Spaces

Space

class rl_coach.spaces.Space(shape: Union[int, tuple, list, numpy.ndarray], low: Union[None, int, float, numpy.ndarray] = -inf, high: Union[None, int, float, numpy.ndarray] = inf)[source]

A space defines a set of valid values

Parameters:
  • shape – the shape of the space
  • low – the lowest values possible in the space. can be an array defining the lowest values per point, or a single value defining the general lowest values
  • high – the highest values possible in the space. can be an array defining the highest values per point, or a single value defining the general highest values
is_point_in_space_shape(point: numpy.ndarray) → bool[source]

Checks if a given multidimensional point is within the bounds of the shape of the space

Parameters:point – a multidimensional point
Returns:True if the point is within the shape of the space.
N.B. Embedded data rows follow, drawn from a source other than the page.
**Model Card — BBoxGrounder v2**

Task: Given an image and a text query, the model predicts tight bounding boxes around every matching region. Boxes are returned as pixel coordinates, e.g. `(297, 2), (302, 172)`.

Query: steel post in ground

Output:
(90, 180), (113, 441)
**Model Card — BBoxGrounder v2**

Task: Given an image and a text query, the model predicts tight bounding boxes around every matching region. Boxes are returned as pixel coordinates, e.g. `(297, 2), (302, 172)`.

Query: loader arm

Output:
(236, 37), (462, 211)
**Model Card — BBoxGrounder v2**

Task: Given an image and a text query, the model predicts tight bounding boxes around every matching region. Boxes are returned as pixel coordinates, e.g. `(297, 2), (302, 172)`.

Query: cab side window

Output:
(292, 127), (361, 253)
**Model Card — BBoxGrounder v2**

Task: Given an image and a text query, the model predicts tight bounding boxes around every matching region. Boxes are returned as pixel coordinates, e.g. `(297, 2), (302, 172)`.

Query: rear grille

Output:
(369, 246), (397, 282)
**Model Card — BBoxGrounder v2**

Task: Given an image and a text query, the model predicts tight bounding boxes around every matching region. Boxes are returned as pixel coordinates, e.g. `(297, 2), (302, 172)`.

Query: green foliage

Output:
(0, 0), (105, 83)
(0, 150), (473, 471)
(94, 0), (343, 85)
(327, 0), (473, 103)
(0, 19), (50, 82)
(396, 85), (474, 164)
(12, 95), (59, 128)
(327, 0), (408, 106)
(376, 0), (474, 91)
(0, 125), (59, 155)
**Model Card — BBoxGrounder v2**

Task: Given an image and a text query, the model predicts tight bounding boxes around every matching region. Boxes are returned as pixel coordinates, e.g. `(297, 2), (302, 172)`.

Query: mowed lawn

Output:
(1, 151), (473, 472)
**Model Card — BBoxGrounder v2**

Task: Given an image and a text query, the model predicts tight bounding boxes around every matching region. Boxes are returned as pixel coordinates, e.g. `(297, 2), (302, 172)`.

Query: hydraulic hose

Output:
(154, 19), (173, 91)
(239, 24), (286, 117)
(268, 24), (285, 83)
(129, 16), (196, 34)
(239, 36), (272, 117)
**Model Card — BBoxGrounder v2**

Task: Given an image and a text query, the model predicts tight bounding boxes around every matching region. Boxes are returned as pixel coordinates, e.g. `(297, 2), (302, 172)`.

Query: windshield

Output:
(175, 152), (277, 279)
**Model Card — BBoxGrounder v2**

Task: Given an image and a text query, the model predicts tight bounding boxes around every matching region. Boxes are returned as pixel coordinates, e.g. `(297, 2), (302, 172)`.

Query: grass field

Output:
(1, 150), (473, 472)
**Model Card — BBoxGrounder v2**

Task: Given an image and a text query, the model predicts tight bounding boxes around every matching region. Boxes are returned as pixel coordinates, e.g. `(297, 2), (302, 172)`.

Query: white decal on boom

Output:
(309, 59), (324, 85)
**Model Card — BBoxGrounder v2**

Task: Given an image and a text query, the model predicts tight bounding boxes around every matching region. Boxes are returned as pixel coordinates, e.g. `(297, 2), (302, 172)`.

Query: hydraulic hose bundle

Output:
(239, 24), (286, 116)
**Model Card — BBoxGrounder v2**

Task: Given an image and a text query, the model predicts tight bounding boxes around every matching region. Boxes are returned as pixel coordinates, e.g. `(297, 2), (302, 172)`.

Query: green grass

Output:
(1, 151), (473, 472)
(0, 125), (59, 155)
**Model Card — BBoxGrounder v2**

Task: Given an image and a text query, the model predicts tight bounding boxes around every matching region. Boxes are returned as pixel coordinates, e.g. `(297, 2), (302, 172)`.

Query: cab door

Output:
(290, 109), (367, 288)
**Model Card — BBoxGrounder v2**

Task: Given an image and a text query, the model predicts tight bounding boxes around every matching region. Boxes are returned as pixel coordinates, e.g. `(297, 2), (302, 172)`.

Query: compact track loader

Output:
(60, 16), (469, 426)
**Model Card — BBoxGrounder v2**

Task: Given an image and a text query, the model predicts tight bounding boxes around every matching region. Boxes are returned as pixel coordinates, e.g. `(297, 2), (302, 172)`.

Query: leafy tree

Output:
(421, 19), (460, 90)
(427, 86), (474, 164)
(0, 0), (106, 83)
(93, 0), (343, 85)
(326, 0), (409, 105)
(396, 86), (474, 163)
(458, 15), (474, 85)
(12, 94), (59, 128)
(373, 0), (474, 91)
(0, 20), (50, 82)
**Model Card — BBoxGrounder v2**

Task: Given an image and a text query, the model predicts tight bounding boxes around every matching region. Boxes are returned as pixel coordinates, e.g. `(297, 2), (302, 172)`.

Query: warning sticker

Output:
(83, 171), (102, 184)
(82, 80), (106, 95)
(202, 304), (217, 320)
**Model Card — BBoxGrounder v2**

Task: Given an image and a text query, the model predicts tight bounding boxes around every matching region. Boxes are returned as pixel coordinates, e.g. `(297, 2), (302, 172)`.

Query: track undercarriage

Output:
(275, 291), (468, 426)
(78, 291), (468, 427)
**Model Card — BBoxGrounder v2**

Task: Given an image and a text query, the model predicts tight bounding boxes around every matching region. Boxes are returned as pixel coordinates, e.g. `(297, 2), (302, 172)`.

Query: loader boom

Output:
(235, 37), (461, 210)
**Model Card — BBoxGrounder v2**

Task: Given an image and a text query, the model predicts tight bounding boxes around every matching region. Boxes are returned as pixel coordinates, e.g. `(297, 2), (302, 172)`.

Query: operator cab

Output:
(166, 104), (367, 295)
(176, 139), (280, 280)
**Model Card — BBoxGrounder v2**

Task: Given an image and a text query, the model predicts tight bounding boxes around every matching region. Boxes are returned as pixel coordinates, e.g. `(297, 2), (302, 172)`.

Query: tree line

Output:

False otherwise
sample() → numpy.ndarray[source]

Sample the defined space, either uniformly, if space bounds are defined, or Normal distributed if no bounds are defined

Returns:A numpy array sampled from the space
val_matches_space_definition(val: Union[int, float, numpy.ndarray]) → bool[source]
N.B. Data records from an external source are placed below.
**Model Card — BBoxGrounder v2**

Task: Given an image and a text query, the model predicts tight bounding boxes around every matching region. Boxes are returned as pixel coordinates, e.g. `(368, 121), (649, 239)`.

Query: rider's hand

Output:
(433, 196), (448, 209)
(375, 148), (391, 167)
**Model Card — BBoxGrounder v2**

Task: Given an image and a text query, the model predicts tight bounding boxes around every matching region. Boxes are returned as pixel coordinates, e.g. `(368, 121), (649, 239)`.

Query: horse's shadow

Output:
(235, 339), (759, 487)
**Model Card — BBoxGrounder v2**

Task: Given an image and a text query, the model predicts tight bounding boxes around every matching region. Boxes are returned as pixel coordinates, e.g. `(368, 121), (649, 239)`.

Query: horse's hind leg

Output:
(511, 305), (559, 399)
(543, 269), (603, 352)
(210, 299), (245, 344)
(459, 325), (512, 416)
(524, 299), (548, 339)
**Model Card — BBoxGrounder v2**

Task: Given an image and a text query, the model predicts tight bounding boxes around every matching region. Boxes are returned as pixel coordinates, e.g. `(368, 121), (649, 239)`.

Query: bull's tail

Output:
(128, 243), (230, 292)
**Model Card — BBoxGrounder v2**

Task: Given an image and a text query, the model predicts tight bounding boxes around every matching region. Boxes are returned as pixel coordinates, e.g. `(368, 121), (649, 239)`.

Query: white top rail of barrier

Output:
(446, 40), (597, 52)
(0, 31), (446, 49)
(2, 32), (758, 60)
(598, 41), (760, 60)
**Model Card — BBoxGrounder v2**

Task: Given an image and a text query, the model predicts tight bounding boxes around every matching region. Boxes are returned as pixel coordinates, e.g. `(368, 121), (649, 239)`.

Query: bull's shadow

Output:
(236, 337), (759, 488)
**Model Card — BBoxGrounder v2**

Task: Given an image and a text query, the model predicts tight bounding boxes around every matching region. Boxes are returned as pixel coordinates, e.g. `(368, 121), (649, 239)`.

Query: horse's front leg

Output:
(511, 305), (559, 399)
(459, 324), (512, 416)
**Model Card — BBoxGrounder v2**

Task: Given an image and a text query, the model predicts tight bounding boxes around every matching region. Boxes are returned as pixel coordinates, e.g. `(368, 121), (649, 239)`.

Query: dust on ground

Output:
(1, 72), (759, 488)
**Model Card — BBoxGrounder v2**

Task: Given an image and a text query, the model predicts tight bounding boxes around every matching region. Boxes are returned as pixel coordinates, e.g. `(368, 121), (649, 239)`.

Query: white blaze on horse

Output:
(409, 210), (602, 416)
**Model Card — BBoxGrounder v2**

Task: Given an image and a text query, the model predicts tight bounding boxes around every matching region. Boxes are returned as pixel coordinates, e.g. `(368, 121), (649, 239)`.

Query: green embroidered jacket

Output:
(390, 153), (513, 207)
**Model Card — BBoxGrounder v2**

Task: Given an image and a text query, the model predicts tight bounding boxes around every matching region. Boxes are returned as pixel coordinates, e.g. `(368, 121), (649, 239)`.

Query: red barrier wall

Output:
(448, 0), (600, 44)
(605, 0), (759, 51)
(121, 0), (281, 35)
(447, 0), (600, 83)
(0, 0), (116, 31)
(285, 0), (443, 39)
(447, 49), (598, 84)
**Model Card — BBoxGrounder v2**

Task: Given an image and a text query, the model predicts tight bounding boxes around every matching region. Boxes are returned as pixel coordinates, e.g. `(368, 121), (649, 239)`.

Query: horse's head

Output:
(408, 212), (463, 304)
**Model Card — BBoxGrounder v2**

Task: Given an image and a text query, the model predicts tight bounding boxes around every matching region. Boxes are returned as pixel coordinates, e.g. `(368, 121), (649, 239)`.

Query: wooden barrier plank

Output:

Checks if the given value matches the space definition in terms of shape and values

Parameters:val – a value to check
Returns:True / False depending on if the val matches the space definition

Observation Spaces

class rl_coach.spaces.ObservationSpace(shape: Union[int, numpy.ndarray], low: Union[None, int, float, numpy.ndarray] = -inf, high: Union[None, int, float, numpy.ndarray] = inf)[source]
is_point_in_space_shape(point: numpy.ndarray) → bool

Checks if a given multidimensional point is within the bounds of the shape of the space

Parameters:point – a multidimensional point
Returns:True if the point is within the shape of the space. False otherwise
sample() → numpy.ndarray

Sample the defined space, either uniformly, if space bounds are defined, or Normal distributed if no bounds are defined

Returns:A numpy array sampled from the space
val_matches_space_definition(val: Union[int, float, numpy.ndarray]) → bool

Checks if the given value matches the space definition in terms of shape and values

Parameters:val – a value to check
Returns:True / False depending on if the val matches the space definition

VectorObservationSpace

class rl_coach.spaces.VectorObservationSpace(shape: int, low: Union[None, int, float, numpy.ndarray] = -inf, high: Union[None, int, float, numpy.ndarray] = inf, measurements_names: List[str] = None)[source]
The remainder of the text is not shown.